Before delivering his decision at trial, the Member confirmed that the parties had provided all evidence they thought was relevant and stated that he ‘will not engage in any further discussion on the nature of this case’. When the Subtenant sought to raise an issue at this point in relation to the allegations of aggressive behaviour against him, the Member stated that he was ‘not going to take any discussion of that sort’.

It was noted by Ginnane J that members of VCAT do not possess the same breadth of time to consider Residential Tenancy matters that judges do; however, His Honour held that insufficient time does not eradicate a party’s entitlement to natural justice.
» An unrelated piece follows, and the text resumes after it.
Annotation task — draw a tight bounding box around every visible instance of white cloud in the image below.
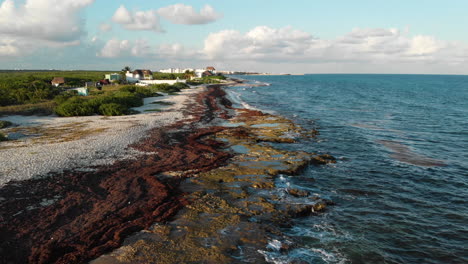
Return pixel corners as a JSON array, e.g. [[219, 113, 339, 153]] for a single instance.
[[203, 26, 468, 64], [0, 0, 94, 57], [158, 4, 223, 25], [97, 38, 131, 58], [99, 23, 112, 32], [0, 0, 94, 42], [112, 5, 163, 32], [96, 38, 203, 61]]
It was also held that, in the particular circumstances of the case, the Member should have informed the Subtenant of his right to cross-examine witnesses whose evidence was adverse to him. The Subtenant was self-represented at trial and gave only brief evidence in chief. Ginnane J considered that because the case was brought under the emergency provisions of the Omnibus Act and concerned serious allegations against the Subtenant, some cross-examination should have been permitted.

It was acknowledged that ‘permitting cross-examination will lengthen the proceeding and may restrict the Member’s ability to hear other cases…but, if that is the result, it is a result required by law’ ). On this basis, the Subtenant’s appeal was allowed and the orders for termination and possession previously granted by VCAT were overturned.

Take aways

Although the Omnibus Act provides extensive protections for residential tenants during the COVID-19 crisis, there are exceptions to these protections.

Landlords should be aware of their entitlement to apply for termination and possession orders where their tenant has engaged in any of the conduct listed under section 549(2) of the RT Act. Likewise, tenants should be aware that the temporary protections granted to them by virtue of the Omnibus Act are not unassailable.

This case demonstrates that even in the context of COVID-19 emergency measures, where the time and resources of VCAT are often insufficient, strict adherence to both the law and the tenets of natural justice are required. Landlords and tenants alike should have reference to the foregoing decision if considering bringing an application for eviction.